The laws concerning a legal residence or primary residence may come into play for purposes of insurance, state taxes, and business matters.
Some people have secondary residences, some people choose to remain legal residents of one state while they inhabit another. It can be quite complicated and various statutes may apply, depending on the situation. It can matter for a mortgage loan, for local voting, for healthcare and for business: what is a home?
It can be a place of inhabitance that a person returns, or intends to return, after a specific purpose or job is completed. This could mean that a person spends a few years traveling or living in another place, while still intending to return to a primary residence. A primary residence does not have to be owned by the individual, and it can be shared by others.
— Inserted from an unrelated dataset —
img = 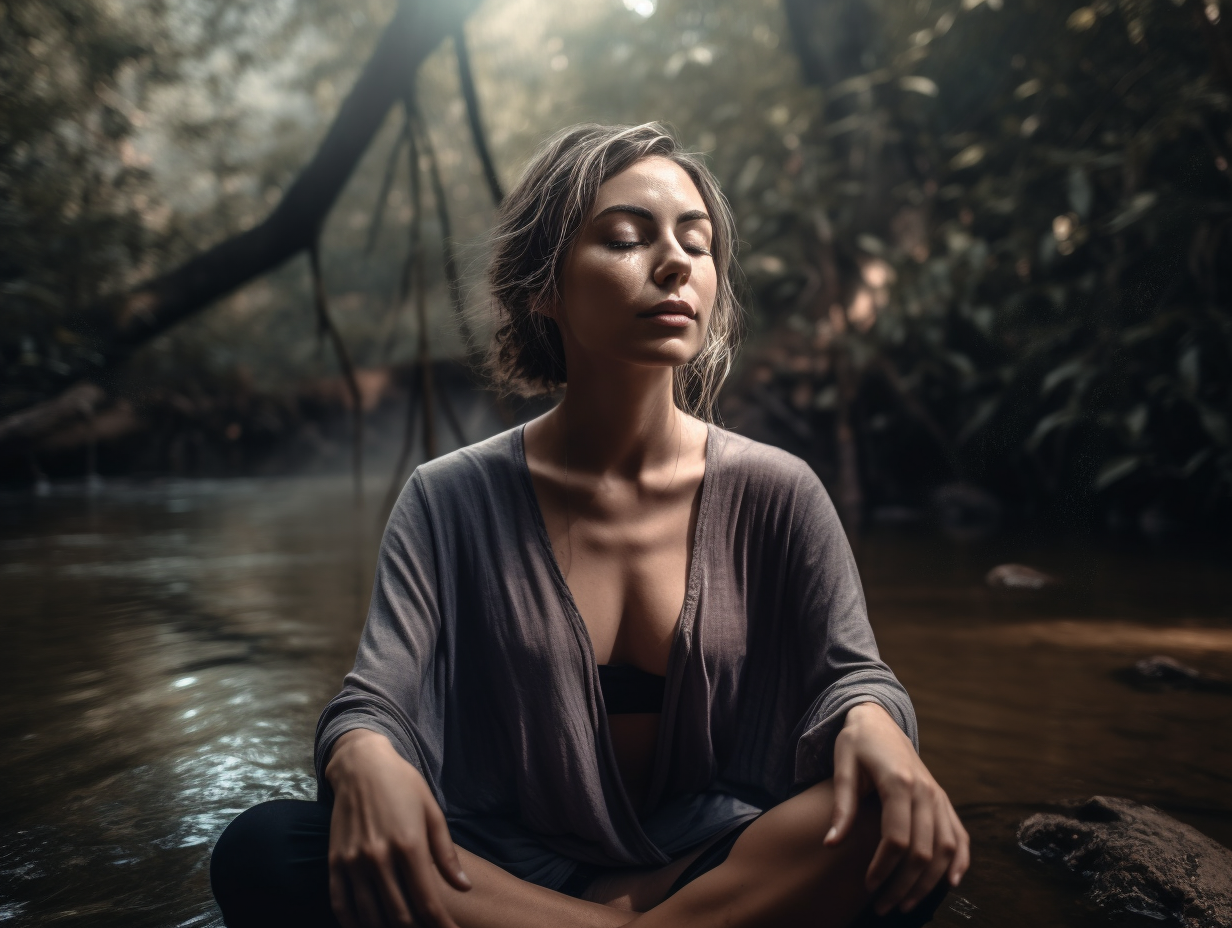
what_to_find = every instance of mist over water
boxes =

A person may have a legal residence and an actual residence which are distinct from one another. The head of a family can legally declare a house and its property to be the legal homestead of a family, and thereby have the property safeguarded from creditors and liens in the event of bankruptcy and so on.
In a nutshell, a home is anywhere you report and can confirm that you dwell, which may be different depending on who you are reporting it to, but, be aware, there are statutes which apply to different situations that may define your home in a different way than you thought, according to their own definition. For ex-patriots living abroad, different statutory residence tests may apply.
If a homeowner attempts to claim a FEMA grant, for instance, for a residence that they attest is their primary residence, but the government determines otherwise, they can be liable for large fines or even time in jail.